When Sam met Grace, he was a wolf and she was a girl. Eventually he found a way to become a boy, and their loved moved from curious distance to the intense closeness of shared lives.
That should have been the end of their story. But Grace was not meant to stay human. Now she is the wolf. And the wolves of Mercy Falls are about to be killed in one final, spectacular hunt.
Sam would do anything for Grace. But can one boy and one love really change a hostile, predatory world? The past, the present, and the future are about to collide in one pure moment - a moment of death or life, farewell or forever.
I do need to address that I love Maggie Stiefvater’s writing style and will be checking out any and all other books she has available from here on out. Now onto the review.
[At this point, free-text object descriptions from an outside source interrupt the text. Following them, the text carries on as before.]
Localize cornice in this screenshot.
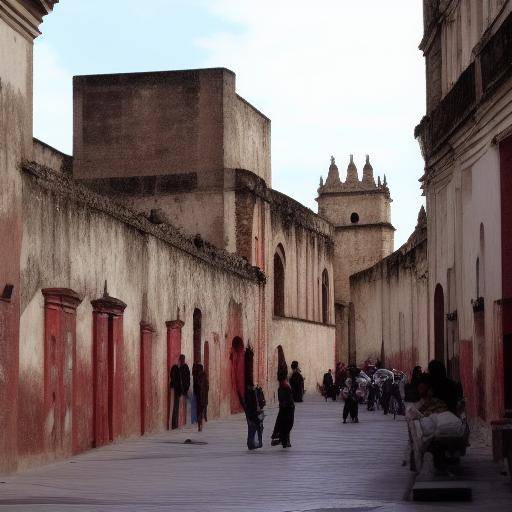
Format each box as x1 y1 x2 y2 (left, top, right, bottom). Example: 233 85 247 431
0 0 57 40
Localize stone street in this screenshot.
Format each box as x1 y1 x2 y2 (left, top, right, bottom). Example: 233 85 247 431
0 396 510 512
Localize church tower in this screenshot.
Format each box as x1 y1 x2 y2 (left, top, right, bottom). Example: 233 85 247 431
317 155 395 363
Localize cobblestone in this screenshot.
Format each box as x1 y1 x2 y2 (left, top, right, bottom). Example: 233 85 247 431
0 396 510 511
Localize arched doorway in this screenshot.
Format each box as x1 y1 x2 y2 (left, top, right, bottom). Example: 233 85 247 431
322 269 329 324
193 308 202 364
434 284 445 363
230 337 245 414
273 245 285 317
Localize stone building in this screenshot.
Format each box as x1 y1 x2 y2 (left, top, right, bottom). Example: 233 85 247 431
0 1 337 473
415 0 512 422
317 155 395 363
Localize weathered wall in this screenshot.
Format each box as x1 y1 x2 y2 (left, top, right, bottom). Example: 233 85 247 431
224 94 271 186
0 12 33 474
17 162 264 469
269 317 335 397
350 215 428 371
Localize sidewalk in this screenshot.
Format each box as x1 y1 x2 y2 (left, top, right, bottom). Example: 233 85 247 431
0 396 510 511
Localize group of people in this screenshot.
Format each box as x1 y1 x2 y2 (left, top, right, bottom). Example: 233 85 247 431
244 359 305 450
169 352 305 450
169 354 209 431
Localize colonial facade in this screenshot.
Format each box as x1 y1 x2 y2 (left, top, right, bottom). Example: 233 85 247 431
416 0 512 422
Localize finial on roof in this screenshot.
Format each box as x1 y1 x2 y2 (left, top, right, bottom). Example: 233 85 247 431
417 205 427 227
362 154 375 187
320 176 324 187
325 155 341 187
103 280 108 297
383 174 387 187
378 176 381 187
345 154 359 184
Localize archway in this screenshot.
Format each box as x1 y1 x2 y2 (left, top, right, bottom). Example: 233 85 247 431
273 245 285 317
434 284 445 364
193 308 202 364
230 337 245 414
322 269 329 324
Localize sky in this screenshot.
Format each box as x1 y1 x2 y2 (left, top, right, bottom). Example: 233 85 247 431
34 0 426 247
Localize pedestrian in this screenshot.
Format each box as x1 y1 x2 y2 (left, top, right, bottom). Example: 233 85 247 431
404 365 422 403
192 363 208 432
322 369 335 401
271 369 295 448
342 377 359 423
243 379 264 450
289 360 305 402
169 354 190 429
427 360 462 414
334 362 347 397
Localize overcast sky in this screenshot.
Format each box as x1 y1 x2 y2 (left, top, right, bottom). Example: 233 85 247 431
34 0 426 246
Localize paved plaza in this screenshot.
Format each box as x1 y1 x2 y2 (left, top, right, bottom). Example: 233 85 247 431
0 396 511 512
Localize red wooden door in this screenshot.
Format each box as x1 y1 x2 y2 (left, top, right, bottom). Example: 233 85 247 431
42 289 81 458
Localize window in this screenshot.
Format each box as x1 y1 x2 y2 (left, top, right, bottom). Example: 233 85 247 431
322 269 329 324
350 212 359 224
273 244 285 317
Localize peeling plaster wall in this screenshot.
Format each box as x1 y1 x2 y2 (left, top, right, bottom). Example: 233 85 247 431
0 17 33 473
18 168 263 469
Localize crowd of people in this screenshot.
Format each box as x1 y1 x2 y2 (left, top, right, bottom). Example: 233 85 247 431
168 350 464 459
319 358 464 429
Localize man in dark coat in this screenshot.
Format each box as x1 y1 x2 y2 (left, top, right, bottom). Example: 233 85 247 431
323 369 335 401
192 363 208 432
170 354 190 429
289 361 305 402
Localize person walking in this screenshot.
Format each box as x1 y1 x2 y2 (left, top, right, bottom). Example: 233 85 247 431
271 369 295 448
192 363 208 432
169 354 191 429
243 380 264 450
322 369 335 401
342 377 359 423
289 361 305 402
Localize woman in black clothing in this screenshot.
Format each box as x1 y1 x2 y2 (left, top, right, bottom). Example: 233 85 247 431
271 370 295 448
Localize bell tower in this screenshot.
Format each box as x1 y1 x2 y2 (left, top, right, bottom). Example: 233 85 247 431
317 155 395 363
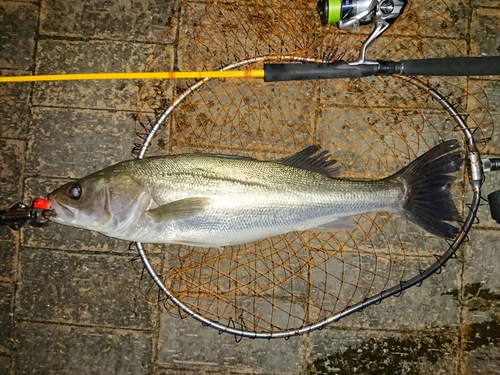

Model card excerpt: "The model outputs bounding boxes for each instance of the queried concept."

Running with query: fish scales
[132,155,404,218]
[71,155,403,245]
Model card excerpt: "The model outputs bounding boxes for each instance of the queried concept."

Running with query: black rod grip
[401,56,500,76]
[264,62,379,82]
[264,57,500,82]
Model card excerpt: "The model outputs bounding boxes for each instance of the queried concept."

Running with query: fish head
[47,170,150,234]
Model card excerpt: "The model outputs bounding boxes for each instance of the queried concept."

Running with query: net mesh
[132,0,494,334]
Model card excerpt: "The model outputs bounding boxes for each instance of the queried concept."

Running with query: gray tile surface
[13,322,154,375]
[39,0,176,42]
[17,247,157,328]
[0,2,37,70]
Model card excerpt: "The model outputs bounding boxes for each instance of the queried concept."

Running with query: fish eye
[69,184,82,200]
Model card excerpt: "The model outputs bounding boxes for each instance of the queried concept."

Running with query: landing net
[132,0,493,338]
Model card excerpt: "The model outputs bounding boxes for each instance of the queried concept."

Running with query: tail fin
[394,140,463,239]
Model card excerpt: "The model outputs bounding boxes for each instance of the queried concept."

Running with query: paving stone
[13,322,153,375]
[0,138,24,279]
[156,311,303,374]
[26,107,136,178]
[39,0,177,42]
[318,107,459,178]
[471,6,500,56]
[462,230,500,308]
[0,1,38,70]
[314,257,462,331]
[0,235,16,282]
[373,34,469,61]
[468,79,500,155]
[306,327,459,375]
[473,1,500,7]
[468,82,498,232]
[0,283,13,355]
[472,80,500,115]
[318,4,470,63]
[156,369,225,375]
[176,1,321,71]
[154,236,461,335]
[17,247,157,329]
[319,76,468,112]
[32,39,161,111]
[0,138,25,202]
[461,309,500,375]
[395,0,470,39]
[0,355,10,375]
[0,71,31,139]
[169,79,317,155]
[175,1,469,68]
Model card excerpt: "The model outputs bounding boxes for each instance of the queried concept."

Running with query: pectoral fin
[146,197,212,223]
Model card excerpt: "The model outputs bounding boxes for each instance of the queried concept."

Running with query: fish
[47,140,463,246]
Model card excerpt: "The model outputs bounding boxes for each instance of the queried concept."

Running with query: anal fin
[311,217,356,232]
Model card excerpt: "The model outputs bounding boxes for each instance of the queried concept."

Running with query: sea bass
[47,140,463,246]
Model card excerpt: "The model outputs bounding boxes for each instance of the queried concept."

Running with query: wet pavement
[1,1,500,374]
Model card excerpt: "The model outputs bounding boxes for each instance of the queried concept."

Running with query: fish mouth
[47,194,76,223]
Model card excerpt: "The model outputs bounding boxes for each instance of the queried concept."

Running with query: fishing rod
[2,55,497,83]
[0,0,499,84]
[265,0,500,80]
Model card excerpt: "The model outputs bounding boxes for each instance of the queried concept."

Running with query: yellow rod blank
[0,70,265,83]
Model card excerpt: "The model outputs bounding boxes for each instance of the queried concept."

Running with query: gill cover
[48,171,150,234]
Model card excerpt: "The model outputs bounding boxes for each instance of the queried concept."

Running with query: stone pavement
[0,1,499,374]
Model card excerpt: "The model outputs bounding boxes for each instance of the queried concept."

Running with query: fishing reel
[317,0,406,28]
[317,0,407,62]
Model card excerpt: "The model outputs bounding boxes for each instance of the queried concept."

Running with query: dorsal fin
[278,146,340,177]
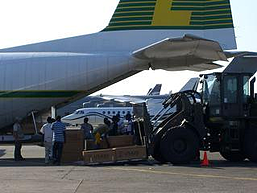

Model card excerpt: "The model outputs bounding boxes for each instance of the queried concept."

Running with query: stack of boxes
[60,129,147,164]
[61,129,84,163]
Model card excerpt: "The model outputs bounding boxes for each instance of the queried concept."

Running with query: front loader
[141,53,257,164]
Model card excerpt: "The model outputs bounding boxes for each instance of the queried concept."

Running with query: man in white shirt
[13,117,25,161]
[40,117,53,164]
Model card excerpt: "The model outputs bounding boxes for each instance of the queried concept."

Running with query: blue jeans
[14,140,23,160]
[52,142,63,164]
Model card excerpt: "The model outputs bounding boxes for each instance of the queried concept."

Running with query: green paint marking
[118,2,156,8]
[104,24,233,31]
[105,0,233,31]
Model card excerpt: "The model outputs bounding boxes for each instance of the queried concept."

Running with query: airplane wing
[132,34,227,71]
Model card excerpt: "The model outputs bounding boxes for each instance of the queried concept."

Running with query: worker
[80,117,94,139]
[117,117,125,134]
[51,116,66,165]
[40,117,53,164]
[103,117,111,147]
[94,132,101,149]
[13,117,25,161]
[124,112,133,135]
[104,117,111,129]
[109,115,119,136]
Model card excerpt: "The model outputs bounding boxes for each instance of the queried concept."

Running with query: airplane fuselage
[0,28,236,129]
[0,51,143,128]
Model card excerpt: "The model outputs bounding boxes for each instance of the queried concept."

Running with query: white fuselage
[0,29,235,129]
[62,96,171,126]
[0,51,143,128]
[62,107,133,126]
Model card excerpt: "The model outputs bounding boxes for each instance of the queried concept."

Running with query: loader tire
[219,151,245,162]
[159,126,199,164]
[152,150,166,164]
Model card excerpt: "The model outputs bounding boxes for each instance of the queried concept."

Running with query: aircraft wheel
[159,126,199,164]
[219,151,245,162]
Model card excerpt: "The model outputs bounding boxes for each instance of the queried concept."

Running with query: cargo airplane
[0,0,237,135]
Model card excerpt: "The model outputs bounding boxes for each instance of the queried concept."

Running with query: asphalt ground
[0,145,257,193]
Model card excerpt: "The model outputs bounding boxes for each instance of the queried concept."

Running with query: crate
[65,129,84,142]
[61,129,84,163]
[108,135,134,147]
[62,152,83,162]
[83,145,147,164]
[83,148,116,164]
[85,139,95,150]
[115,146,147,161]
[85,139,109,150]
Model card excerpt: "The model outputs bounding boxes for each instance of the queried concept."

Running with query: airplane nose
[61,114,73,122]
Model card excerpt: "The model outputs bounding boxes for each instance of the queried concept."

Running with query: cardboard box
[85,140,95,150]
[115,146,147,161]
[65,129,84,142]
[83,148,115,164]
[62,140,84,152]
[61,129,84,163]
[85,139,109,150]
[108,135,134,147]
[62,152,83,162]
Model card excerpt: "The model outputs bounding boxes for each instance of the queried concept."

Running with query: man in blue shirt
[51,116,66,165]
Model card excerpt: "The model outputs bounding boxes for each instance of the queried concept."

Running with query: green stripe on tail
[104,0,234,31]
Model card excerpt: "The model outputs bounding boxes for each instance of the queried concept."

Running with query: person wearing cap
[13,117,25,161]
[40,117,54,164]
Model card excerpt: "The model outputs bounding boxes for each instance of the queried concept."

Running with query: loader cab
[199,72,254,120]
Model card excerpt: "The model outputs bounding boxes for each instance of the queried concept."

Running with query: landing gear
[159,126,199,164]
[219,151,245,162]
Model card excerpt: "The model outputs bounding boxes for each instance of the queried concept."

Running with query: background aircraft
[57,84,163,117]
[62,78,199,126]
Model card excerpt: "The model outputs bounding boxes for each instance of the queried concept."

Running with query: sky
[0,0,256,95]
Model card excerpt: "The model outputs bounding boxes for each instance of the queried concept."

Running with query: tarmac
[0,145,257,193]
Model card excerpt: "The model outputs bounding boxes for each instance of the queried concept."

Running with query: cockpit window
[75,110,84,114]
[201,74,221,105]
[224,76,237,103]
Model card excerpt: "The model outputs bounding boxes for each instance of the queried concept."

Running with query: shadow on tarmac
[0,158,47,167]
[88,159,257,169]
[0,149,6,157]
[0,157,256,168]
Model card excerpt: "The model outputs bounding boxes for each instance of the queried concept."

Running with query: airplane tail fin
[147,84,162,95]
[104,0,236,50]
[179,78,200,92]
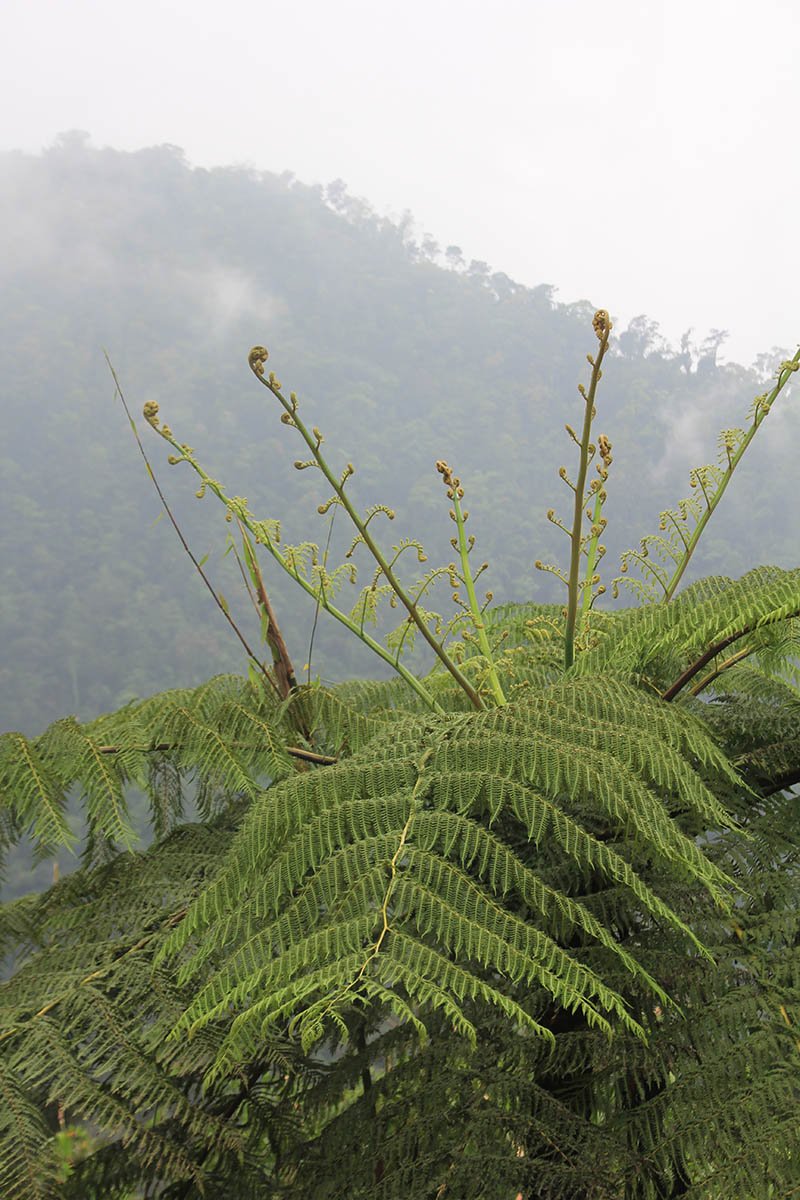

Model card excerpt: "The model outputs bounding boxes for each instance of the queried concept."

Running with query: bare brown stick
[689,646,754,696]
[236,518,299,700]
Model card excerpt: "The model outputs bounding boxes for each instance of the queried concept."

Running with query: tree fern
[2,319,799,1197]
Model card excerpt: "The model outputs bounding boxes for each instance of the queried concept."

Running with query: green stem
[157,433,445,714]
[257,373,486,710]
[450,489,506,706]
[579,488,604,634]
[663,349,800,601]
[565,333,610,669]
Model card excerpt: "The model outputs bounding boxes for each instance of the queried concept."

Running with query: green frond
[0,814,323,1200]
[159,683,741,1078]
[0,675,293,869]
[580,567,800,688]
[0,732,74,862]
[0,1063,61,1200]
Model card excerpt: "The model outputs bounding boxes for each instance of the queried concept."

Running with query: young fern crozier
[536,308,613,667]
[616,348,800,602]
[138,345,514,713]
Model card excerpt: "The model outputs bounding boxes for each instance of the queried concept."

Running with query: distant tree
[445,243,465,269]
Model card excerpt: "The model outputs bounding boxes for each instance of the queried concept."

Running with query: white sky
[3,0,798,366]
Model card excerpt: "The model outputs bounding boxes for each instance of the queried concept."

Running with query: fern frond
[580,567,800,695]
[0,675,294,870]
[160,681,739,1077]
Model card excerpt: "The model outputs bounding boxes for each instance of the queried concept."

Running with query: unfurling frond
[616,347,800,602]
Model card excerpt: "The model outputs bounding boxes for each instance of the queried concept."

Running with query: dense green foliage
[2,575,800,1197]
[2,280,799,1195]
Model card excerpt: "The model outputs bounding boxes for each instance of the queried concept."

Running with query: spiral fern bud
[142,400,160,428]
[592,309,612,339]
[436,459,454,486]
[248,346,269,375]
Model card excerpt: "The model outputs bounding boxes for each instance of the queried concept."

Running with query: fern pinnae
[428,725,731,904]
[0,732,74,861]
[424,787,703,955]
[393,846,666,1015]
[479,692,739,830]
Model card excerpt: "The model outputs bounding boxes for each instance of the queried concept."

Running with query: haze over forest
[1,133,798,752]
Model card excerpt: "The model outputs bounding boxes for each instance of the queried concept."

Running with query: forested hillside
[1,132,797,747]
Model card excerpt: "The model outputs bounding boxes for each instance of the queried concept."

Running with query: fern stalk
[664,600,800,701]
[578,472,608,634]
[565,312,612,669]
[438,460,506,706]
[689,645,754,696]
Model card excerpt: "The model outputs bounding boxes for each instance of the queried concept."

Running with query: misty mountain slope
[0,133,797,739]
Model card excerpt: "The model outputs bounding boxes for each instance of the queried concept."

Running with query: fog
[2,0,798,367]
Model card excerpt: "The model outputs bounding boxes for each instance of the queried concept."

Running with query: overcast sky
[3,0,797,367]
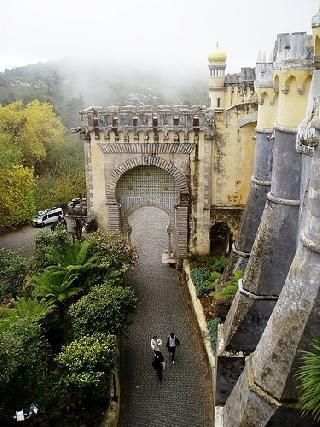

There is a lot of weightiness to this book. Returning to the story after the end of Linger, Grace is now missing/a wolf. Olivia is still missing, and eventually found dead—near Beck’s property. Jack has died (in Shiver). A lot has gone wrong for Mercy Falls. And for Sam and Grace. Sam has the weight of the world on his shoulders. The entire pack’s survival is in his hands, despite not shifting anymore. Grace is a wolf, which is the last thing he wants. He feels like he has to keep Cole from self-destructing—even though Cole’s destructiveness has been put to good use in the experiments he’s created and used on himself to control the shifting. Grace’s father thinks Sam has murdered his daughter—a large portion of Mercy Falls agrees, along with murdering Olivia. The police even agree. And Sam can’t shake the questions he’s ignored for so long about his adopted father’s choice to turn him in the first place. As if all of that is not bad enough, Tom Culpepper is working to get the wolves removed from the protected list so they can be hunted down and snuffed out once and for all. This doesn’t set the stage for good things for our friends in Mercy Falls.
Experiencing the volatility of Grace’s shifting due to the newness of her transformation was interesting. It finally gave us a look into the world of the wolves that we’d yet to experience in the past two books. Grace’s transformation also offers us a transition in her relationship with Sam. They understand each other better having changed roles, yet there’s a wariness about their relationship that they can’t seem to shake. It makes them closer and further apart all at the same time.
If ever there was a theme to this book, it would be trust and forgiveness. Sam and Beck, Grace and her parents, Grace and Rachel, Sam and Koeing (I can't remember if that's how you spell his name and I'm too lazy to look it up right now--sorry, no excuse, I know), Sam and Grace's mom, Cole and life, Cole and Jeremy, Isabel and life, Sam and Cole, the list goes on and on. Just goes to show how dynamic the story really is.
I feel like this review hasn't been composed at all. I can't quite explain it. Maybe I should give it some time and think on it some more, or maybe I need to read the series again. I'm not sure. I'll just say this and leave it be for now, check it out. It's definitely worth a read.